Who am I to ignore a helpless banana on a bench, Banana Crumble Muffins they were to be, (and just quietly… they were kind of  delicious.)

Banana Crumble Muffins

125g softened butter

1 tsp vanilla

1 tsp cinnamon

1/2 tsp cardamom

2 tbls honey

1 beaten egg

3 mashed bananas

2 cups self raising flour (300g)

Mix all ingredients together except flour, then fold that through too. Spoon mixture into lined muffin tray.

Crumble Topping

2 tbsp melted butter

2 tbsp dark muscavado sugar (or regular brown sugar)

2 tbsp plain flour

Mix together and spoon mixture 1/2 tsp at a time over muffins.

Bake at 180C for approximately 30 minutes or until light golden.

Blueberry Frangipane

3am and I’m sitting in an armchair next to Little Monkey’s hospital bed when he broke his leg. The armchair was my bed for the duration, swamped by blankets I’d made a nest for myself so I could keep one eye closed for sleep and one eye watching carefully over the little fella as he slept.

In my hand however was a the most delicious thing I had encountered for quite a while. Not hospital food, but a frangipane fruit tart. Brought in earlier, by my very thoughtful sister from Brasserie Bread.

I’m not sure whether it was the fact that I was eating it at 3am that made it delicious, or it really was the best darn tasting tart I had ever tasted. Either way, it was superb and I couldn’t get enough of it. Fast forward 2 months, and that hopsital stay is happily a distant crappy foggy memory, but that tart….
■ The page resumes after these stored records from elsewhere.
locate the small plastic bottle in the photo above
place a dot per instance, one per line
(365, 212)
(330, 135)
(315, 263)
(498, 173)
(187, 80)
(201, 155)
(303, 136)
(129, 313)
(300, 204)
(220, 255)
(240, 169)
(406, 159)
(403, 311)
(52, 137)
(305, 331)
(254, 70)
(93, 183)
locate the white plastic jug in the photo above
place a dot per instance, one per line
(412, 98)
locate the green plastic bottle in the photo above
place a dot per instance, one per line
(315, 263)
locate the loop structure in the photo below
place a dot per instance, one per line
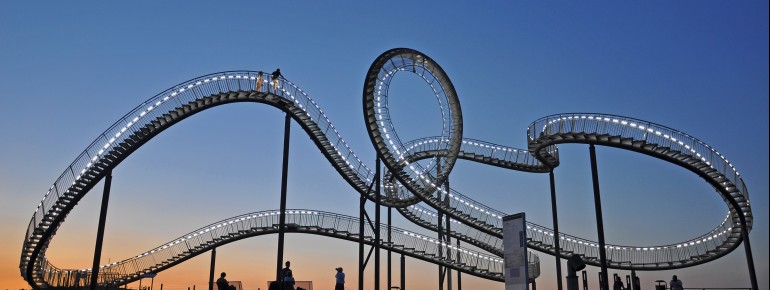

That tart, was the kind of tart that makes you sit back, and let those taste buds reminisce. I put the tart in my, will have to give that a crack one day… thought pile and then went about my business. Until Amy at Tiny Tea Room posted on a pastry-less almond Pear Tart. Now with Amy’s stunning photography I’m sure she could make a white bread cheese sandwich appealing, but non-the less that sweet almondy goodness was brought back to my mind, front and centre…. and no pastry? Even quicker!

I wanted not crazy sweet, vanilla-y tones, and a gritty type texture….oh and easy. Let’s play…

Blueberry Frangipane

150gms softened butter

1/2 cup raw sugar

2 tsp vanilla essence

3 eggs

150gms almond meal* (1 1/2 cups)

100gms course semolina (1/2 cup)

125gms blueberries

Cream butter and sugar together, Add the vanilla and eggs. Stir through almond meal and semolina. Blueberries on top. Bake in a greased, floured tin (approx 23cm square) at 180C for about 30minutes or until light golden.

* I lightly toasted whole almonds, skin on, and then blitzed them in the blender to make the almond meal.

Verdict? It didn’t quite match that 3am frangipane fruit tart but I was happy with it. Super easy, and really quick. I think this one might become a regular favourite. You can easily up the sugar if you want it sweeter, and swap the blueberries for other seasonal fruit.